El odio azucarado
La chulería de hace unos meses, con aquellas hojas de ruta que parecían la pizarra de un entrenador de baloncesto de tercera regional cuando quedan diez segundos para el final, ha sido sustituida por un odio a España, que tendría su peligro si fuera seco y adulto pero que es lacrimógeno y demasiado azucarado para ser tomado en serio.
BarcelonaActualizado:
Toda victoria como la que el Estado ha conseguido en Cataluña deja un resentimiento que los derrotados han de saber si convierten en reto creativo para levantarse y mejorar, o en odio victimista y estéril, la más segura garantía de derrotas futuras.
El catalanismo fracasa cuando desafía al Estado porque no quiere aprender de lo que hace mal. El catalanismo cuando defiende sus intereses con inteligencia consigue sus mejores logros y su estrategia redunda en el bienestar de los catalanes. Pero cuando cada tantos años se pone bravo y desafía al Estado al incomprensible órdago del todo o nada, una mezcla de autocomplacencia «pompier» y de patológica incapacidad para la articulación política consistente le lleva al naufragio no siempre exento del recuento de cadáveres. Y en lugar de tener la hombría de aceptar sus errores, analizarlos, y tratar de evitarlos en las siguientes ocasiones, se comporta como una histérica amante despechada, que es donde exactamente ahora estamos.

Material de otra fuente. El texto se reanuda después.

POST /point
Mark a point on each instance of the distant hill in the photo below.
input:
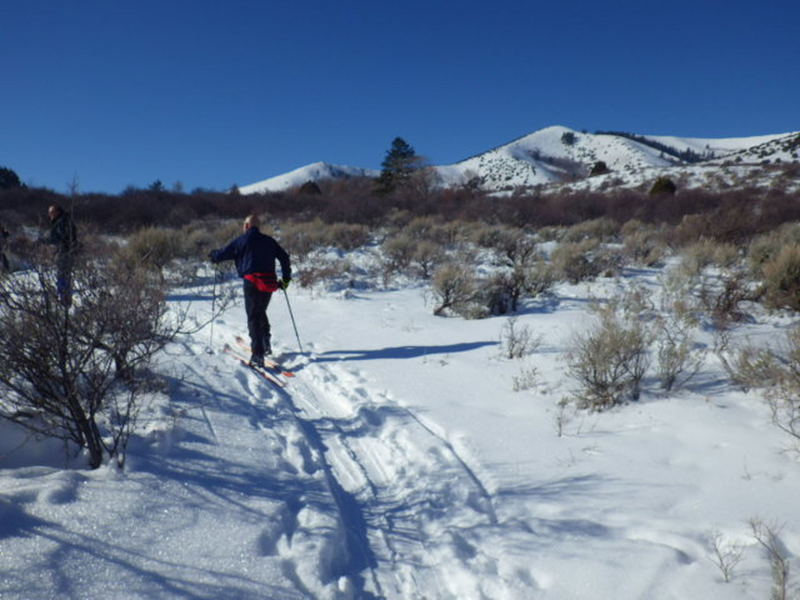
(557, 156)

La chulería de hace unos meses, con aquellas hojas de ruta que parecían la pizarra de un entrenador de baloncesto de tercera regional cuando quedan diez segundos para el final, ha sido sustituida por un odio a España -que tendría su peligro si fuera seco y adulto pero que es lacrimógeno y demasiado azucarado para ser tomado en serio- a quien naturalmente llaman «fascista» y acusan de haberse impuesto por la fuerza y por el miedo, como si los Estados y sus fronteras no hubieran sido todos el resultado de guerras perdidas y ganadas, y como si el temor de Dios, tanto o más que la fe, no fuera el pilar de la Iglesia y su poder. ¿O es que el diablo no existe? No se puede ser tan lerdo.
La victoria del presidente Rajoy en Cataluña se detecta, de entrada, en lo más aparente: en nuestro apacible fluir diario, en el puntual funcionamiento de la Generalitat bajo la aplicación del artículo 155, en los restaurantes llenos y en la amigable vecindad de los que llevan el lazo amarillo con los que no lo llevamos: la fractura social es un mito, y aunque el monotema agota, es propaganda federica decir que la sociedad catalana está rota.
Más profundamente, la victoria se percibe en la honda desolación de los independentistas cuando les oyes hablar. Ya sólo insultan a España sin ninguna idea propositiva para su causa. Ese odio desgarrado, cursi como todo lo que se piensa poco y se siente demasiado, sin proyección ni estructura ni deseo de mundo mejor, y que no sólo certifica la rendición de hoy sino que augura el signo único de la derrota para la próxima vez que lo vuelvan a intentar.